Who Can Negotiate?

Every sole maker, drawer, payee or endorsee or all of several joint makers, drawers, payees or endorsees of a negotiable instrument, if the negotiability of such instrument has not been restricted or excluded mentioned in section 50), may indorse and negotiate the same (section 51)?




For example, a bill is drawn payable to A or order. A indorses it to B, the indorsement not containing the words ‘or order’ or any equivalent words, B may negotiate the instrument.

Section 51 states that if the negotiability of an instrument has not been restricted or excluded as mentioned in section 50, then: a) every sole maker, drawer, payee or endorsee, or b) all of several joint makers, drawer’s payees or endorsees of the negotiable instrument may indorse and negotiate the same. But a maker or drawer cannot indorse or negotiate an instrument, unless he is the holder thereof.
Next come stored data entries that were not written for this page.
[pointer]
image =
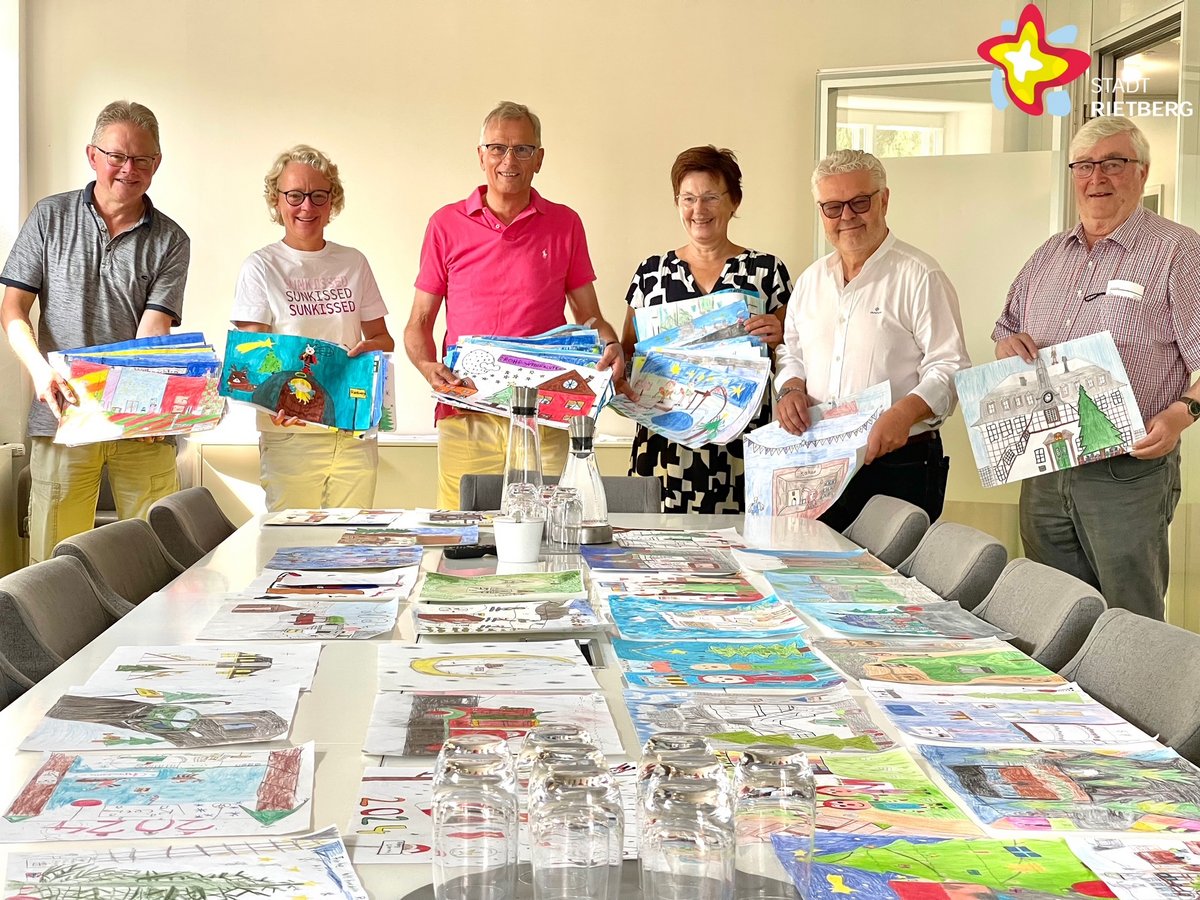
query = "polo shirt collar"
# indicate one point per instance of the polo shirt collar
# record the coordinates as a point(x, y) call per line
point(89, 198)
point(475, 205)
point(1126, 234)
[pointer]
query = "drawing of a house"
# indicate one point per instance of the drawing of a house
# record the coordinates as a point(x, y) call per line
point(1031, 424)
point(564, 396)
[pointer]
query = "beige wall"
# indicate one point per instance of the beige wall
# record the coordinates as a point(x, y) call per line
point(394, 91)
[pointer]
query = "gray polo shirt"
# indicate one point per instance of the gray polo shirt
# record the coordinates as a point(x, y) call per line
point(91, 288)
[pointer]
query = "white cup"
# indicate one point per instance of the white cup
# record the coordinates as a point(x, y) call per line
point(517, 541)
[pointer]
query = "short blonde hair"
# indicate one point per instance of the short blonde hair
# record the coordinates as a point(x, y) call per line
point(304, 155)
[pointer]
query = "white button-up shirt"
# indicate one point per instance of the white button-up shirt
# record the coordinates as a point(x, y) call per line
point(898, 319)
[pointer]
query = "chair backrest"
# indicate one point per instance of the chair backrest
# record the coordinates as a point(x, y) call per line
point(124, 558)
point(624, 493)
point(1048, 612)
point(889, 528)
point(957, 562)
point(1149, 672)
point(190, 525)
point(48, 611)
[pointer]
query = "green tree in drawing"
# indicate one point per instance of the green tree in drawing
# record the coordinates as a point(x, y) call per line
point(1096, 430)
point(271, 364)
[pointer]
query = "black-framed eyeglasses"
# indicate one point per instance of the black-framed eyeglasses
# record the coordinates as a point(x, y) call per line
point(498, 151)
point(118, 160)
point(294, 198)
point(1111, 166)
point(833, 209)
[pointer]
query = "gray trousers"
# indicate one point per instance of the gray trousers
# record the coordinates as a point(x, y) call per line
point(1105, 523)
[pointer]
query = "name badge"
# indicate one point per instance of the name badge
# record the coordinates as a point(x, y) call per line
point(1128, 289)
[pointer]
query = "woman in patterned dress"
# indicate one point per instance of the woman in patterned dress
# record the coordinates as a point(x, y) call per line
point(707, 186)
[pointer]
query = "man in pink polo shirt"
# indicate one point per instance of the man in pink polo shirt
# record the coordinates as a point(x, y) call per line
point(504, 261)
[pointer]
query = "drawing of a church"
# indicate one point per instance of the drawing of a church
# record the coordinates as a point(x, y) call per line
point(1071, 412)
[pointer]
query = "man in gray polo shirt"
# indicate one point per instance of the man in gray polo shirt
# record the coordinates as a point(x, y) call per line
point(105, 265)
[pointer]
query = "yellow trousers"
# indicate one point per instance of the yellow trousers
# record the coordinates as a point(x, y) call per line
point(315, 468)
point(475, 444)
point(65, 486)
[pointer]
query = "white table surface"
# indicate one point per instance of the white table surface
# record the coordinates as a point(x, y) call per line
point(335, 713)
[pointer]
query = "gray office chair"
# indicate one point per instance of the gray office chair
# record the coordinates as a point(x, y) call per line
point(624, 493)
point(1149, 672)
point(48, 612)
point(190, 525)
point(889, 528)
point(957, 562)
point(1048, 612)
point(125, 559)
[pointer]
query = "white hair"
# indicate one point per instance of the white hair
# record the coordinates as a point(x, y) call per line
point(1095, 131)
point(843, 162)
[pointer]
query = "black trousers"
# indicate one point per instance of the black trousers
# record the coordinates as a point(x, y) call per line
point(916, 473)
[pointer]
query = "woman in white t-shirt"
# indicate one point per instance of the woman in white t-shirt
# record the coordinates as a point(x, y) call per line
point(311, 287)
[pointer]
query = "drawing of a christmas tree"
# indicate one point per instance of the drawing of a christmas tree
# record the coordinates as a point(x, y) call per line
point(1096, 430)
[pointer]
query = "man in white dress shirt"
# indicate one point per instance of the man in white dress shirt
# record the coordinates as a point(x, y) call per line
point(874, 310)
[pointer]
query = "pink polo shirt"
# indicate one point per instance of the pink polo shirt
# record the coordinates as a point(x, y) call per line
point(498, 279)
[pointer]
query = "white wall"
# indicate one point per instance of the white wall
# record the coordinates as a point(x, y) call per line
point(394, 91)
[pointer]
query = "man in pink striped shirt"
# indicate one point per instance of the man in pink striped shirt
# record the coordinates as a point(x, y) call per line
point(1132, 273)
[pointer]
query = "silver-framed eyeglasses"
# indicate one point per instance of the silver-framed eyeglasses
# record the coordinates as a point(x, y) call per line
point(1111, 166)
point(498, 151)
point(706, 199)
point(294, 198)
point(833, 209)
point(118, 160)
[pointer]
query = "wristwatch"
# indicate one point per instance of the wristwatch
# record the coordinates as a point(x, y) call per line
point(1193, 407)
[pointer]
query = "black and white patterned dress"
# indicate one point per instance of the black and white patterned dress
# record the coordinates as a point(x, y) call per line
point(711, 479)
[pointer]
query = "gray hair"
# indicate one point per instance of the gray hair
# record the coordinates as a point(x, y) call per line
point(124, 111)
point(1105, 126)
point(508, 109)
point(304, 155)
point(843, 162)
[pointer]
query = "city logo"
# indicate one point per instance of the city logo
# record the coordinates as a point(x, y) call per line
point(1030, 61)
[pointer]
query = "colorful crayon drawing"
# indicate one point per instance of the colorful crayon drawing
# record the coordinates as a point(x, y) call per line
point(1150, 791)
point(529, 666)
point(521, 586)
point(723, 664)
point(979, 717)
point(940, 619)
point(245, 666)
point(801, 588)
point(1143, 871)
point(162, 795)
point(1072, 406)
point(342, 557)
point(817, 720)
point(415, 724)
point(311, 379)
point(683, 588)
point(911, 868)
point(84, 719)
point(877, 793)
point(647, 619)
point(511, 618)
point(315, 867)
point(275, 618)
point(976, 663)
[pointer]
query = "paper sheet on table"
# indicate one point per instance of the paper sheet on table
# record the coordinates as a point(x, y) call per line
point(804, 474)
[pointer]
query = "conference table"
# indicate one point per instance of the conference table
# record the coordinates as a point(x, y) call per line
point(335, 713)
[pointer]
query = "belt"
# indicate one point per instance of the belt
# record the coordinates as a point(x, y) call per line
point(923, 437)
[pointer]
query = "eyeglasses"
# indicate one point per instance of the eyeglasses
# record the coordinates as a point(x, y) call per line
point(498, 151)
point(118, 160)
point(1113, 166)
point(294, 198)
point(706, 199)
point(859, 204)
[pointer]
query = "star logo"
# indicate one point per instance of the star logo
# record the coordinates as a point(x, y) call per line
point(1029, 64)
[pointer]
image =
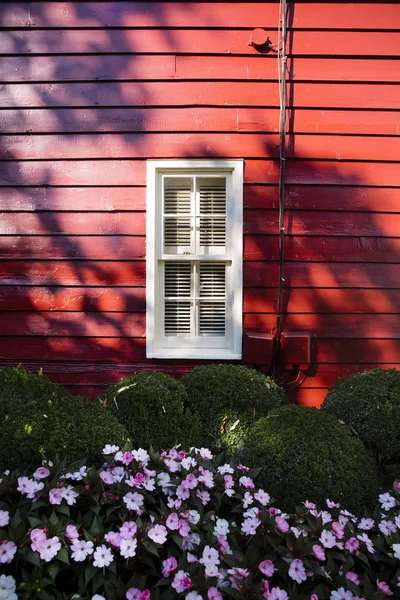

In order to affect a valid indorsement of a negotiable instrument, the indorsement must be made by the holder and strictly follow the description given in the instrument. So, where the holder is a firm, only the firm can transfer the note by indorsement.

 

Negotiation Back

In some cases, an endorser, after he has negotiated an instrument, again becomes its holder before its maturity. On such occasions the instrument is said to be negotiated back to the holder. In such cases there are some intervening endorsers and endorsees.

If a bill or note is negotiated back to a prior party, he cannot enforce payment of the instrument against an intervening party to whom he was previously liable but can enforce it against any intermediate party to whom he was not liable. Thus, if A, a holder of a bill, indorses it to B without consideration, and B indorses it to C for value, and C again indorses it to D without consideration, and the bill eventually comes back into the hands of A. Now A can enforce it against B but not against C or D.